People with housing vulnerability are helped with that basic need first, and it’s integrated with support services to help them with their behavioral and physical health issues, as well as workforce services and other needs, Rodriguez says.
“Let’s get them into housing first, and then provide support services,” she says. “This started in Canada and is now across the United States.”
Various organizations, communities, and states have found they are able to keep people housed more effectively if they start with housing and then move to healthcare and support services, she adds.
“We developed the software solution to support our clients who fill this need,” Taylor says.
At Project Home, new private funding has made it possible for the organization to plan a new building for young LGBT (lesbian, gay, bisexual, and transgender) homeless clients. It will include 31 bedrooms, and preventive health measures built into its programming, Gormley says.
Residents will receive preventive care appointments, dental visits, pre-exposure prophylaxis for HIV, vaccinations, and other healthcare.
“There are a lot of medical considerations that happen and get rolled into case management goals when someone comes into care with us,” Gormley says.
These LGBT youth typically would use EDs for their basic health needs, so the housing/case management/preventive care model will serve as a less costly and better quality method for helping them improve their health.

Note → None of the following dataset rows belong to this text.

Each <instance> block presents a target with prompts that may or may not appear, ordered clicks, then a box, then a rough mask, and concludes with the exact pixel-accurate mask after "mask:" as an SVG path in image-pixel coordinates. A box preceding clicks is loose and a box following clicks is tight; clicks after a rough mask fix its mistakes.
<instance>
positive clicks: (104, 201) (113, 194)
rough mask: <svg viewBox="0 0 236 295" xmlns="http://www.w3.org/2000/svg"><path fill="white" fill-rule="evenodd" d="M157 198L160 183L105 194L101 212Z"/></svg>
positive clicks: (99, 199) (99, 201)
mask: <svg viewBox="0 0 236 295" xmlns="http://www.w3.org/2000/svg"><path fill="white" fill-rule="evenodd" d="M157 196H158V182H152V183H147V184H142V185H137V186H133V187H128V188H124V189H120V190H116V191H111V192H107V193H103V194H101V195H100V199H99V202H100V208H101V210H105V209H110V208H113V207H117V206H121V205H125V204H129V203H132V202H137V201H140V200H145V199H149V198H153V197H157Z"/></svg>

“We made a leap three years ago to become a federally qualified health center,” McCurdy says. “We’re learning to better integrate housing and healthcare and to track our outcomes, too.”
McCurdy says the Affordable Care Act’s push for community-based population health could help organizations like Project Home evolve into safety net health centers. “The ACA changed our lives, and we were able to serve people a lot better.”
The U.S. Department of Housing and Urban Development (HUD) adopted the Housing First philosophy within the last few years. (For more information, visit: http://bit.ly/2BvDUNw.) Health systems nationwide have moved closer to a model that views healthcare from a housing access perspective, Taylor notes.
“In isolating superusers [of healthcare], they’ve found that many of them are homeless,” Taylor says.
Housing for Health, care coordination, and Housing First models all approach the problems of people in housing crisis, who often have healthcare comorbidities, from the perspective of holistic health.
“You can’t treat the whole person with only part of the data,” Rodriguez says. “Does this person have substance use issues? Is he homeless? Is he employed? Social services and healthcare come together in housing: They’re trying to solve the same issue of how to help these people become healthier and reduce the cost.”
Case management often focuses on patients’ social determinants of health as a part of the bigger health picture. Now, there’s a small but growing number of organizations that are making one social determinant — housing — an integral part of all healthcare coordination.